(1) A prisoner who is transferred to Australia under the Commonwealth Act must be treated for a relevant enforcement law as if the prisoner were a federal prisoner serving a sentence of imprisonment imposed under a law of the Commonwealth.
(2) Without limiting subsection (1), enforcement laws relating to the following matters apply to a prisoner who is transferred to Australia under the Commonwealth Act:
(a) conditions of imprisonment and treatment of prisoners;
(b) release on parole of prisoners;
(c) classification and separation of prisoners;
(d) removal of prisoners between prisons, hospitals and other places;
(e) treatment of mentally impaired prisoners;
(f) eligibility for participation in prison programs, including release under a prerelease permit scheme (however described);
(g) temporary absence from prison (for example, to work or seek work, to attend a funeral or visit a relative suffering a serious illness, or to attend a place of education or training);
(h) transfer of prisoners between States and Territories.
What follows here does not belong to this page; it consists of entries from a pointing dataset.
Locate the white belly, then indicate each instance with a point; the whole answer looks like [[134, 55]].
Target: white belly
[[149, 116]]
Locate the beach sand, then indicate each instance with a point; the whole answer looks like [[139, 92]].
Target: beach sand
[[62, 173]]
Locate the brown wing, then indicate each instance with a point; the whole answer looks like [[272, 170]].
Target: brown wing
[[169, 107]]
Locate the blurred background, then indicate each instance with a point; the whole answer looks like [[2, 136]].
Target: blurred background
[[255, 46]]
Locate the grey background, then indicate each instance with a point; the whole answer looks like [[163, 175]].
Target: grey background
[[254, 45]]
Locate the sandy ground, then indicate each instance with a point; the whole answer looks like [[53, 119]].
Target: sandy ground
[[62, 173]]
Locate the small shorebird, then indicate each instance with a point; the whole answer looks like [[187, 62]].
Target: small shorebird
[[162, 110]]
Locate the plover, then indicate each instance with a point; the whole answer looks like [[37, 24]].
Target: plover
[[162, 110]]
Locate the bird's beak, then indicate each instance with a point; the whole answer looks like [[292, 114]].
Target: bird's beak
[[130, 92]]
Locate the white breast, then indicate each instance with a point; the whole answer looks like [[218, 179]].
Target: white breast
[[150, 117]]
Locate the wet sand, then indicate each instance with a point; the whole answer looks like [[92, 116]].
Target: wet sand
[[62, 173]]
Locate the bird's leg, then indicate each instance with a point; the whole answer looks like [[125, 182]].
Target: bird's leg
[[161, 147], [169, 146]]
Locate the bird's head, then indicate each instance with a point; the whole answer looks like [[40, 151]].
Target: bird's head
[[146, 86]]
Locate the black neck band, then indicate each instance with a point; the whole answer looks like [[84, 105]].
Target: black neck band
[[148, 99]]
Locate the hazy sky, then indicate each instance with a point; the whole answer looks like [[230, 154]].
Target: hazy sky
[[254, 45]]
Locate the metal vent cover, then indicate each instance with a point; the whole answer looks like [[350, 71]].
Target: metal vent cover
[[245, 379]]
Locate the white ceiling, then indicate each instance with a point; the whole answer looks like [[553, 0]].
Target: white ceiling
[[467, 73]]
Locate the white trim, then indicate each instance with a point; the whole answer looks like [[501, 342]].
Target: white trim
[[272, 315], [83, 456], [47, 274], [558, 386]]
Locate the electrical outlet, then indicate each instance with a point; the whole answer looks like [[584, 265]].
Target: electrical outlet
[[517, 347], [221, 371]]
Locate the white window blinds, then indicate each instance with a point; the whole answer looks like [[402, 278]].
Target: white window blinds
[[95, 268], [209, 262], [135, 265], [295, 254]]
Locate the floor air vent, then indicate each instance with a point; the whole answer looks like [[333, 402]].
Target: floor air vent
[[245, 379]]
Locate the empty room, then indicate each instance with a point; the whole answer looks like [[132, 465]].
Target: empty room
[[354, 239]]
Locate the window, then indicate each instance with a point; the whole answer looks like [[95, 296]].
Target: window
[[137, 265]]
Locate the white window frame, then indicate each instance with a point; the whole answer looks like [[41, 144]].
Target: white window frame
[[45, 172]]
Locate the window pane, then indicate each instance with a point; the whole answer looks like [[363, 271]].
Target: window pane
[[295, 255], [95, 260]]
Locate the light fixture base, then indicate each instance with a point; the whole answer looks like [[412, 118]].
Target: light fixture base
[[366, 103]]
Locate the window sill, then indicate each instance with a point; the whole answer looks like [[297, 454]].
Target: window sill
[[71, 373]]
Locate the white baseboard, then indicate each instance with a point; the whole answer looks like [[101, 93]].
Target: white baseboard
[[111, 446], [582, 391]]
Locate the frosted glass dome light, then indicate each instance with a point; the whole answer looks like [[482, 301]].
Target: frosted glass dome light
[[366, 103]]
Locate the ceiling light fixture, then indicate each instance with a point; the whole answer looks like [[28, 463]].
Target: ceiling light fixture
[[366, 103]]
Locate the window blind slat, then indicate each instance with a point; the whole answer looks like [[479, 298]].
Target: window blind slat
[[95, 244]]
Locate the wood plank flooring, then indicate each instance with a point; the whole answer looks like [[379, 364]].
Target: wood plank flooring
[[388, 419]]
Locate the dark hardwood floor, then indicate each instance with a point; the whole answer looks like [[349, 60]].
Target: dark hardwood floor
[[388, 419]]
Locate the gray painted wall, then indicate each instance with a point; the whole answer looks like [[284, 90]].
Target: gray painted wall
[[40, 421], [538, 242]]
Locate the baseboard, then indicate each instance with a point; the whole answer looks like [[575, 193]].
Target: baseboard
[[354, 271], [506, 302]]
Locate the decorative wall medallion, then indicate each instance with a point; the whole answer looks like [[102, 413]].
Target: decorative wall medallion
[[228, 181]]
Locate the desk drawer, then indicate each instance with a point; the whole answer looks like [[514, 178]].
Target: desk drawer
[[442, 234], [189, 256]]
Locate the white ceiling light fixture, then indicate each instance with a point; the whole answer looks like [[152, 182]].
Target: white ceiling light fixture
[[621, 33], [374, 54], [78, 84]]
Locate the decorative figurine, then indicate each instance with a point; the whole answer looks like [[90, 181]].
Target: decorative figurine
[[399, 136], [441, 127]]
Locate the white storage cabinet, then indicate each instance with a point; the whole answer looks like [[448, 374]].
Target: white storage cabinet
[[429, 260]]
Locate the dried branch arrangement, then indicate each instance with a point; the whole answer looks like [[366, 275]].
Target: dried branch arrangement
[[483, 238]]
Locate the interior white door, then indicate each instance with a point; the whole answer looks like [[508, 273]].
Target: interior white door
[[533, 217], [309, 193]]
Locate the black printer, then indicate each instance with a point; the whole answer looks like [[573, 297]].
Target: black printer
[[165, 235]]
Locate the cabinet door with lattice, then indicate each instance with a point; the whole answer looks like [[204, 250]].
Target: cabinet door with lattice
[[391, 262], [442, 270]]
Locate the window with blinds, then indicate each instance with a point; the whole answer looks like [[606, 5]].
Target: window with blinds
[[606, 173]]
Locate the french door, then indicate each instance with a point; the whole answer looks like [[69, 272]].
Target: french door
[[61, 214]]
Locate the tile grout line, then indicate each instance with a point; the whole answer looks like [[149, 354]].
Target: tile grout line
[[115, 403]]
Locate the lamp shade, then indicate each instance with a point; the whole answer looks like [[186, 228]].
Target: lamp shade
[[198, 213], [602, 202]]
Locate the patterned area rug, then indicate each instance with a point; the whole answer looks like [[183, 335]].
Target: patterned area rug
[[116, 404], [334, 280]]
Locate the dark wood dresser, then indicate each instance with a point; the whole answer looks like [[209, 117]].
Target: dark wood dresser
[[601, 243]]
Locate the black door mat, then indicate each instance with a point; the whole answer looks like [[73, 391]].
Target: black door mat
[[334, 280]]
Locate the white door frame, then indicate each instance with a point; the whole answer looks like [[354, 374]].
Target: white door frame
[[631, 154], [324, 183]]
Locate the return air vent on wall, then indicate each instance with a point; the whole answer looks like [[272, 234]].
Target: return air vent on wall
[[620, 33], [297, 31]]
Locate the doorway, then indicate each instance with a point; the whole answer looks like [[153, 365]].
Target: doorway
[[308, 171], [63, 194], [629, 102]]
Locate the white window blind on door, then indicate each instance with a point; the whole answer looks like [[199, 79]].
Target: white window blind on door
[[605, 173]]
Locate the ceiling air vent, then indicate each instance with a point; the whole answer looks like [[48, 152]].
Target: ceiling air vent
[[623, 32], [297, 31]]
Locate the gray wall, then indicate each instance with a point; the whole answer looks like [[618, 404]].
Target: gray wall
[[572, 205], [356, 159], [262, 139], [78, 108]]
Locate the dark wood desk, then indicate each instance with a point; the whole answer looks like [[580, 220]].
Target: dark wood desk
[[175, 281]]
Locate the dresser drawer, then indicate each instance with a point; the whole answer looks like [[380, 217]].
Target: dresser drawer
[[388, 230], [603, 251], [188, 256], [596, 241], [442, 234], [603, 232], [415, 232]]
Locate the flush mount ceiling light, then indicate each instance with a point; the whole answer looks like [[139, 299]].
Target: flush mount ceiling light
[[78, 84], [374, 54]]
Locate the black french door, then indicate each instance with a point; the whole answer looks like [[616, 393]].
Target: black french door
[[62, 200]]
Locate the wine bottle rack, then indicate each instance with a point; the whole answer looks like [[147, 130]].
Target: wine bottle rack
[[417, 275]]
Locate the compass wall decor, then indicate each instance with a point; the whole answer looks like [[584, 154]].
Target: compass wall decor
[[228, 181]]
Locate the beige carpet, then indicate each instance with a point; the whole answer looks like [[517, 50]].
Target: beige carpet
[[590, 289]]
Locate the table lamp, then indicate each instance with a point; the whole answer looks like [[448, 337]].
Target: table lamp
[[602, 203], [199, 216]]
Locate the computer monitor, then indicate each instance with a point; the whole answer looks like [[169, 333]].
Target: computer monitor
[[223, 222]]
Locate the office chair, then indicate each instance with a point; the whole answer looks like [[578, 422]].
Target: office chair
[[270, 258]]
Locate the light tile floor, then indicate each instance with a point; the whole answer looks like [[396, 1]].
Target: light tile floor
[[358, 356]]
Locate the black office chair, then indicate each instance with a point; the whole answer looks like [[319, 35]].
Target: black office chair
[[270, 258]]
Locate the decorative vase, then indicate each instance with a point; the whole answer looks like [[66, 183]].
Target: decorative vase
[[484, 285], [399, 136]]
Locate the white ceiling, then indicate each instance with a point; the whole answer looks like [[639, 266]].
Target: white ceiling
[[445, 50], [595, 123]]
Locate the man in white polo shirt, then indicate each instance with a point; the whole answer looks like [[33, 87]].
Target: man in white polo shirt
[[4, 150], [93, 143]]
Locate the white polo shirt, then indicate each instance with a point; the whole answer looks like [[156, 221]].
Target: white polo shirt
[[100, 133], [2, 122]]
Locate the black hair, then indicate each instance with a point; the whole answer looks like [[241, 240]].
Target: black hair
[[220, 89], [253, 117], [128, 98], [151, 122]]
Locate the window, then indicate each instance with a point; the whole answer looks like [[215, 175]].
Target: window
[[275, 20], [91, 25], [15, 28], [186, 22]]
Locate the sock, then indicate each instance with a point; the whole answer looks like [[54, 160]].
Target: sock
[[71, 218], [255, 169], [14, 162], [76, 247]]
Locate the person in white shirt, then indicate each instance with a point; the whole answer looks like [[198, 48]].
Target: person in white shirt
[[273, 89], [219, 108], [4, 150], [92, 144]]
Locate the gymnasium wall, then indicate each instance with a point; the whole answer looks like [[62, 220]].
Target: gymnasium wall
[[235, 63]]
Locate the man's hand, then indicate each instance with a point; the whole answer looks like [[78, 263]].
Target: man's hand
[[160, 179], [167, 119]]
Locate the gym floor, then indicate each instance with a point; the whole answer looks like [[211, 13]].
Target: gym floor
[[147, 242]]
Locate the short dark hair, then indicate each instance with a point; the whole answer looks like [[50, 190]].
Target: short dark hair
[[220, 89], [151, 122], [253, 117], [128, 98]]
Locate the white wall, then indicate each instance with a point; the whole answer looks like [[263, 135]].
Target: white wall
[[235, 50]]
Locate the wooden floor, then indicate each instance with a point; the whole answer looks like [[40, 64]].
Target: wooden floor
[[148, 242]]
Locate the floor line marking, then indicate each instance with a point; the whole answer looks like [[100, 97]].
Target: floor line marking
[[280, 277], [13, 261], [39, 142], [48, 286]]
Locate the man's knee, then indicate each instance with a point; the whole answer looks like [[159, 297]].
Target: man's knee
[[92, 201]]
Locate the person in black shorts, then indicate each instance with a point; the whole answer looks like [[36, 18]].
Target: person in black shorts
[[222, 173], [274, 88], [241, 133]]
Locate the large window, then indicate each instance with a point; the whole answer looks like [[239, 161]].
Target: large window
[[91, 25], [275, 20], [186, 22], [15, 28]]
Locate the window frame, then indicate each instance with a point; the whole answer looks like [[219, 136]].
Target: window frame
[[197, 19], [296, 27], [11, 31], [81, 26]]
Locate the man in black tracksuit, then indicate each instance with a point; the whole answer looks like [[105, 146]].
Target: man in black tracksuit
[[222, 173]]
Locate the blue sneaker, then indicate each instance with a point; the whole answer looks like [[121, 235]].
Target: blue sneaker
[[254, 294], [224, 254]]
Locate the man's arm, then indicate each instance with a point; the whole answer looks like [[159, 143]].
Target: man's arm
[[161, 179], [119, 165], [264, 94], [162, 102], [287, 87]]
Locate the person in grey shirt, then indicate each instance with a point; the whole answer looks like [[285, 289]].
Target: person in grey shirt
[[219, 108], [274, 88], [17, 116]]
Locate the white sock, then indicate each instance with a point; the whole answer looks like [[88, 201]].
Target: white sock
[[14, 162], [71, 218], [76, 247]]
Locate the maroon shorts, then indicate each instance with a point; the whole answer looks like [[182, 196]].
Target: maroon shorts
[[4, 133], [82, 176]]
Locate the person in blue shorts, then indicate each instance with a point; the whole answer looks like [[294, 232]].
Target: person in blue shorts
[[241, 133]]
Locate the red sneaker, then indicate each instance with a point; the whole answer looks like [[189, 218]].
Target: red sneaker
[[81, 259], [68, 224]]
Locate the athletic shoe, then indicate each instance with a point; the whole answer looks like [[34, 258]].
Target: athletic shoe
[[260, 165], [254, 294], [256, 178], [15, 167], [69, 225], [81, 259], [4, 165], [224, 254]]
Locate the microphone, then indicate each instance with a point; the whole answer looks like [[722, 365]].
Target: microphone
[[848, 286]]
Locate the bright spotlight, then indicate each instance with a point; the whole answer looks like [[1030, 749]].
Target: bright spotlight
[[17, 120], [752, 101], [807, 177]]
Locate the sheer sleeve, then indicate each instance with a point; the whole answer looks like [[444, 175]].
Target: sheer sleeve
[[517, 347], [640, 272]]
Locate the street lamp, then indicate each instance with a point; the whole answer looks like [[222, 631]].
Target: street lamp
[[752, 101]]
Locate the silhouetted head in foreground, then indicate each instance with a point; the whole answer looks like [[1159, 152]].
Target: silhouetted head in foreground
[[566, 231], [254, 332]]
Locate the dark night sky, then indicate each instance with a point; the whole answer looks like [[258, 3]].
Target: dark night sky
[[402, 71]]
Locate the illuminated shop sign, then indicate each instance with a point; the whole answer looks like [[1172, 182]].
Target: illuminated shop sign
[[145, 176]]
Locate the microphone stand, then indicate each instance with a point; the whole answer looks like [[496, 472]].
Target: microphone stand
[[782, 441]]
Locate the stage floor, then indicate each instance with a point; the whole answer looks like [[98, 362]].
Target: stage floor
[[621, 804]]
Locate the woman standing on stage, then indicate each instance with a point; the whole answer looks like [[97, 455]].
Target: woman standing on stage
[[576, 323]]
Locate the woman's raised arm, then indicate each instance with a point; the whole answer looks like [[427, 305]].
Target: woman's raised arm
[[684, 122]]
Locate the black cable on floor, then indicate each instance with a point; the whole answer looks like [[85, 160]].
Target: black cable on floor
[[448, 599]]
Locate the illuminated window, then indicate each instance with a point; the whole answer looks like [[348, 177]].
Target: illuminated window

Note An example is part of the Act, is not exhaustive and may extend, but does not limit, the meaning of the provision in which it appears (see Legislation Act, s 126 and s 132).
(3) Any direction given by the Commonwealth Attorney-General under the Commonwealth Act, section 44 or section 49 must be given effect in the ACT.
(4) In this section:
"enforcement law" means any of the following about the detention of prisoners:
(a) an ACT law;
(b) a law of the Commonwealth, a State or another Territory;
(c) a practice or procedure lawfully observed.